If you look closely I used snprintf() not sprintf() - reason being that the latter runs the risk of overshooting the provided buffer and hence corrupting unrelated data.

Also when posting error messages it would be good to know to which exact code line they belong - the error message always also provides the row and column numbers where the error was found and most the time also an excerpt of the “offending” statement.

I’m also not sure why you have two publishes for the same event name.

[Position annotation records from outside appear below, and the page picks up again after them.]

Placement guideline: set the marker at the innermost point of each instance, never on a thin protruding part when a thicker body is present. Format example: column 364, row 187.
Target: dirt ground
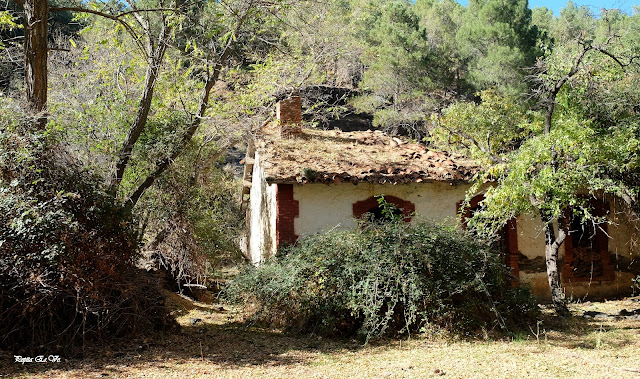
column 210, row 343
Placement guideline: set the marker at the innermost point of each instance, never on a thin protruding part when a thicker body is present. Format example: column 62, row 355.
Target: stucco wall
column 323, row 207
column 262, row 216
column 621, row 247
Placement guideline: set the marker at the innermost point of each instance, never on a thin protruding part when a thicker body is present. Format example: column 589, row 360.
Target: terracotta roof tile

BTW, I find this way of writing such long string construction more readable and maintainable

    snprintf(jsonOut, sizeof(jsonOut)
            , "{ \"temp\": %.2f"
              ", \"humidity\": %.2f"
              ", \"pressure\": %.2f"
              ", \"airQuality\": %.2f"
              ", \"lowpulseoccupancy\": %.2f"
              "}"
            , temp
            , humidity
            , pressure
            , airQuality
            , lowpulseoccupancy
            , ratio                          // <-- not used in format string
            , concentration                  // <-- not used in format string
            );
    Particle.publish("env-vals", jsonOut);   // since the PUBLIC option has gone PRIVATE is not needed anymore 

This way it’s easy to spot that you are providing more variables than you’re actually using and adding/removing fields won’t need any alteration to the existing fields - just add or remove the respective code lines (no need to check trailing commas or such).